La música popular cubana sigue siendo de una raíz profunda, se desarrolla en los barrios más inesperados de la Isla y nace con luz propia. Los organizadores de los Grammy lo saben y han admitido que el éxito de sus premios tendrá que contar siempre con Cuba, so pena de perecer. Los propios Orishas, una agrupación que en su momento estuvo en la nómina de dicho evento, sufrieron exclusión en el pasado, pero ahora uno de sus líderes se erige como marca favorita para la entrega del año 2021. El rasero, en este caso, como en tantos otros, ha sido la postura política frente a Cuba. No hay forma de negar que existe un manejo ideológico de la agenda cultural de los premios, ya que es una verdad autoevidente. Existe, eso sí, toda una maquinaria en torno a lo políticamente correcto en términos de expresión que es capaz de cancelar la carrera y el éxito de cualquier artista, bajo el decreto de un reducido grupo de poder que actúa como lobby desde la propiedad de las disqueras y las plataformas mercadotécnicas.
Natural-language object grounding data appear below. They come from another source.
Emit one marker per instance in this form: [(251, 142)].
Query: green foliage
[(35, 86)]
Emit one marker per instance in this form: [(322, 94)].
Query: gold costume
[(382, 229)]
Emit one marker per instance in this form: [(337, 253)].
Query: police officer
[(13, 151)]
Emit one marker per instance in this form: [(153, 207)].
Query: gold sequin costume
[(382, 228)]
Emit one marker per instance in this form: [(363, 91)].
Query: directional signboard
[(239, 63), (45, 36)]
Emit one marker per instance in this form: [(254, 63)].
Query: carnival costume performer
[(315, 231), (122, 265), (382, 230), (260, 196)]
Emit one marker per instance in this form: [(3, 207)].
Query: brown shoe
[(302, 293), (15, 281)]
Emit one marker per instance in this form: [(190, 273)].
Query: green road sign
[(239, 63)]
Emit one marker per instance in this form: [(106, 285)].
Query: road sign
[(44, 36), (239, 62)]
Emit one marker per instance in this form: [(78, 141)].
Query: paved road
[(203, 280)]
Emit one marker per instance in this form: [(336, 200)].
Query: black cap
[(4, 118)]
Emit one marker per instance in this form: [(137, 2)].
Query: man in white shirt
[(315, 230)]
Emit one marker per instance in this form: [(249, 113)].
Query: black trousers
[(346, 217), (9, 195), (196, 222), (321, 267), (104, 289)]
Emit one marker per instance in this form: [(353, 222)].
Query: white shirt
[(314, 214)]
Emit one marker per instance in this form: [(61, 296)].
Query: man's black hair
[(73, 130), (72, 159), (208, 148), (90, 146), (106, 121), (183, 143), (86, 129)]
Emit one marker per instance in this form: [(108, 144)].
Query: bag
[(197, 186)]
“(…) los Grammy convertían la moda y la farándula en un partido político para el proselitismo”.
Lo que se debate en este caso —el de la música popular— es el concepto de nación, muy unido al de soberanía. ¿Existe una Cuba sostenible próspera bajo el socialismo o se trata de una nación secuestrada? Los imaginarios de la Guerra Fría cultural apuntan hacia la desmovilización revolucionaria y la apatía ideológica, así como a imponer un modelo marcado por la visión neoliberal del hombre de éxito. En ese eje, intentan mover el debate hacia su posición y apelan a mecanismos de chantaje y de censura. En los últimos años, mientras los Grammy promovían pronunciamientos contra Maduro y el socialismo, los artistas cubanos enfrentaban una maquinaria atroz durante sus giras norteamericanas en las cuales el tema central no era la música, sino si estaban a favor o en contra de la Revolución. Dicho panorama, dados ciertos éxitos momentáneos, se ha recrudecido y apela a la cancelación total de todo discurso que no sea políticamente correcto. Saben que, secuestrando la música popular, se arman de un instrumento importante para construir en el imaginario la Cuba capitalista que desean en lo concreto.
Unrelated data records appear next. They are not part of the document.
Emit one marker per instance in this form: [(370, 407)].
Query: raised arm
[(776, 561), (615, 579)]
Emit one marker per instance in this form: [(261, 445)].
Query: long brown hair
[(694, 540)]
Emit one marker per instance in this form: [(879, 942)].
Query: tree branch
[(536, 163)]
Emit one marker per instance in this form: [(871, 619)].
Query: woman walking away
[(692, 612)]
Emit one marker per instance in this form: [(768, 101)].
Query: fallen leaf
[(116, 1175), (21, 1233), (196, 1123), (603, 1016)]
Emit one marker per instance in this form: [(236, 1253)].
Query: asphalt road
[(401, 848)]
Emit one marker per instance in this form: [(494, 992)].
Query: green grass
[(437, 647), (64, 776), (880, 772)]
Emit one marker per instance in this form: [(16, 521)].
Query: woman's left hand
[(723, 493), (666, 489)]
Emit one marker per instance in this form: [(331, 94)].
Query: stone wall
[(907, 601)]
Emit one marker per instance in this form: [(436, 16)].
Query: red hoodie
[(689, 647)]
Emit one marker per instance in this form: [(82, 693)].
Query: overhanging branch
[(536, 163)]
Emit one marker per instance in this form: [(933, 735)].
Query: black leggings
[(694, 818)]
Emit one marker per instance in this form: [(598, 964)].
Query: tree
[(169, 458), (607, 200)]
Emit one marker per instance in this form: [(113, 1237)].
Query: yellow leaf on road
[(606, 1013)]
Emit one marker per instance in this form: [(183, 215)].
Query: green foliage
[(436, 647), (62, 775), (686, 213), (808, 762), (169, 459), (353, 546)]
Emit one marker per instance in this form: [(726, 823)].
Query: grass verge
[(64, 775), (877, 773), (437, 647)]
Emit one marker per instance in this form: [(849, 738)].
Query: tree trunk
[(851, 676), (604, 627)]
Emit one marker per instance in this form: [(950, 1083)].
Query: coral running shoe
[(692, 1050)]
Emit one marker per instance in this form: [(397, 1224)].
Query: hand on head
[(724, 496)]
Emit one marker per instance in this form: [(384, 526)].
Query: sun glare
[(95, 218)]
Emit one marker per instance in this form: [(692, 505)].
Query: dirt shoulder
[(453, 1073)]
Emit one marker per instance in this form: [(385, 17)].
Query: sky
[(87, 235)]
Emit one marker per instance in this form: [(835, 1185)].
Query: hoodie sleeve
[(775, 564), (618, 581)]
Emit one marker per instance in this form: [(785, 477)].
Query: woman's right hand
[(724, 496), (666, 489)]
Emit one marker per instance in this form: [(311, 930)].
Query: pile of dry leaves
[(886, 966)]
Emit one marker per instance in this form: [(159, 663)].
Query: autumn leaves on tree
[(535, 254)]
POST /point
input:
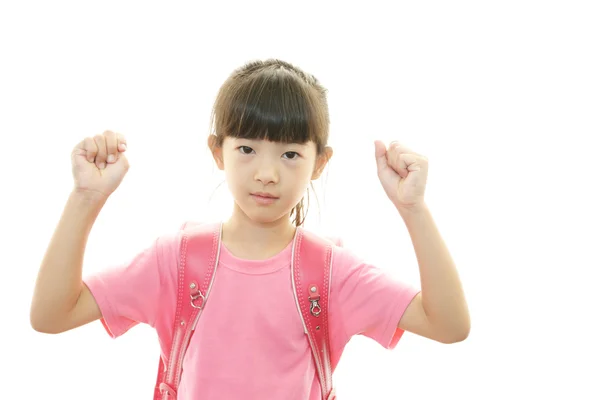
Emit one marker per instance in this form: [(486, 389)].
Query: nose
[(267, 173)]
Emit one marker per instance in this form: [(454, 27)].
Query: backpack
[(199, 257)]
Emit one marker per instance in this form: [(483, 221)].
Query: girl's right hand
[(99, 164)]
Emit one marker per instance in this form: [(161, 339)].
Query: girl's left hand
[(403, 174)]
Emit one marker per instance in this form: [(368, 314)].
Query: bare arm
[(440, 312), (61, 301)]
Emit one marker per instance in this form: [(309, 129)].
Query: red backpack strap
[(311, 277), (198, 259)]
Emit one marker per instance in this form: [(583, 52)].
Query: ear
[(322, 161), (217, 151)]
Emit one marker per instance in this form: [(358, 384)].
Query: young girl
[(269, 136)]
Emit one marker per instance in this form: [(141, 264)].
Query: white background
[(503, 97)]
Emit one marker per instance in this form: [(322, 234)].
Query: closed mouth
[(265, 195)]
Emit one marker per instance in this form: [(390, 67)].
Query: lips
[(265, 195)]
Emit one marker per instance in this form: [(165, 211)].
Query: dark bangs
[(271, 103)]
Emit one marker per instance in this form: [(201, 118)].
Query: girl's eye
[(245, 149)]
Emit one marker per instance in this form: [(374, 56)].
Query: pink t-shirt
[(249, 342)]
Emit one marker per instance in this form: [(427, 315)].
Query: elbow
[(40, 324), (457, 335)]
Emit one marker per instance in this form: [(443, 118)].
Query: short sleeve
[(129, 294), (367, 300)]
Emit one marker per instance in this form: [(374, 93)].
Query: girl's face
[(267, 179)]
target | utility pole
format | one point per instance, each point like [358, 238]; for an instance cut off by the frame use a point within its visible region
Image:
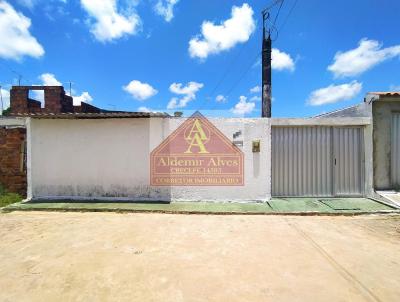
[1, 100]
[266, 69]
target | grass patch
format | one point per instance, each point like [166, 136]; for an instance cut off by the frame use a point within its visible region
[7, 198]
Si el grupo de rock Scorpions se erigió en paradigma simbólico de una guerra cultural exitosa, los nuevos escorpiones aspiran a reeditar similares capítulos, quizás porque intuyen que el pueblo cubano rechazaría de plano las propuestas descarnadas, neoliberales, privatizadoras de la república que ellos promueven. Es más fácil y efectiva la mentira cantada, con edulcoraciones, dicha en la voz de ídolos momentáneos, repetida en las televisoras y redes mediante contratos y algoritmos que privilegian ese contenido. Los Grammy vienen siendo la versión oficial, glamurosa, de oropel que, a la vez que reconoce a artistas de talento, intenta dotarlos de una connotación siempre conveniente, jamás neutra ni sana.
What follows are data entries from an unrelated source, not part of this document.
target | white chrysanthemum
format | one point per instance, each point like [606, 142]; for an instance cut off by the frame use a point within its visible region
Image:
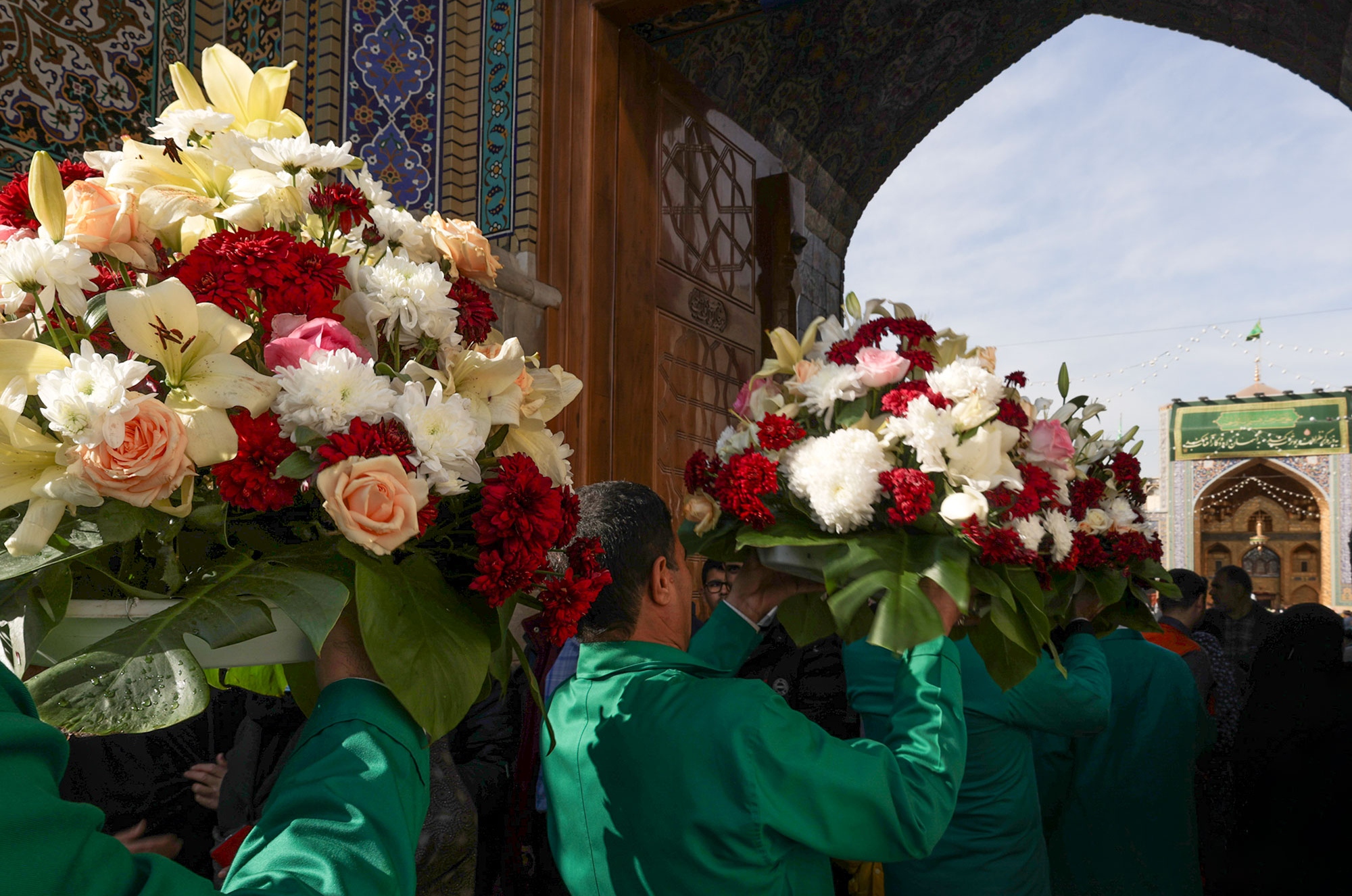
[331, 390]
[974, 391]
[834, 383]
[89, 402]
[52, 272]
[838, 476]
[294, 155]
[370, 187]
[405, 232]
[1031, 532]
[447, 439]
[182, 125]
[732, 441]
[927, 430]
[1062, 529]
[414, 297]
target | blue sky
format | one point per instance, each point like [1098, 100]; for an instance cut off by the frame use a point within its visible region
[1120, 179]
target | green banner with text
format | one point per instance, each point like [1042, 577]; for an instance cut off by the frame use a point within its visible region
[1259, 428]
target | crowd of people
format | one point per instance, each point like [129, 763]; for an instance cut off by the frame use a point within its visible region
[708, 752]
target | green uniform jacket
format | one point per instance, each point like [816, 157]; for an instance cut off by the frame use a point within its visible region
[1117, 806]
[671, 776]
[343, 821]
[994, 845]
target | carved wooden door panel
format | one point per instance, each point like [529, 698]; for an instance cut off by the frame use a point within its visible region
[689, 312]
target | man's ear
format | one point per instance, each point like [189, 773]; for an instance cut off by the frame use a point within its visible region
[662, 582]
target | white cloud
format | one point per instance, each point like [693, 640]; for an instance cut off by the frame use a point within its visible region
[1117, 179]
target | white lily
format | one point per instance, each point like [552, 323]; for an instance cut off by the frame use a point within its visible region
[194, 343]
[32, 471]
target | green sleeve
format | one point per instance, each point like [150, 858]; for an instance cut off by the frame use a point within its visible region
[863, 799]
[345, 816]
[725, 641]
[1076, 703]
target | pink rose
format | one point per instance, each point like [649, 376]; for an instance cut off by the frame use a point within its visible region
[293, 343]
[1050, 444]
[879, 367]
[374, 502]
[151, 463]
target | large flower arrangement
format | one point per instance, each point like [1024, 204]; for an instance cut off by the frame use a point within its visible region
[236, 375]
[893, 453]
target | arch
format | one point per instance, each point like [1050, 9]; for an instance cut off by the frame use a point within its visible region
[909, 66]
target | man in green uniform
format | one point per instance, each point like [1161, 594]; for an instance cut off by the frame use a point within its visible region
[343, 821]
[1119, 806]
[994, 845]
[671, 776]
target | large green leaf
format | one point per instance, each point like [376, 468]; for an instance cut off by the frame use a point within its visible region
[30, 607]
[427, 644]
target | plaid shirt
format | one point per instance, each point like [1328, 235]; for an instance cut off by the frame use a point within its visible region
[1240, 637]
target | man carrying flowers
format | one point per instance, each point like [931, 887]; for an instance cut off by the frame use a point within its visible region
[671, 776]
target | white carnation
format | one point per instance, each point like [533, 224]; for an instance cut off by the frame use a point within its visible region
[414, 297]
[445, 437]
[89, 402]
[834, 383]
[180, 125]
[52, 272]
[1063, 534]
[838, 476]
[927, 430]
[329, 390]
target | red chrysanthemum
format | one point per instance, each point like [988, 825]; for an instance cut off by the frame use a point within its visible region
[912, 494]
[16, 207]
[740, 484]
[368, 440]
[341, 202]
[1086, 495]
[908, 391]
[998, 545]
[777, 432]
[477, 310]
[1013, 414]
[701, 471]
[249, 480]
Escorpiones al fin, estos agentes y elementos corren el riesgo de envenenarse con su propio aguijón, como ocurre tantas veces en la naturaleza, cuando vean frustrada su esencia y marchitas sus operaciones. La Guerra Fría cultural es una realidad que requiere de la audacia de la gran política y de la sensibilidad de la cultura de arraigo, medular, inteligente. La ponzoña se cura con el bálsamo o se previene con la suspicacia.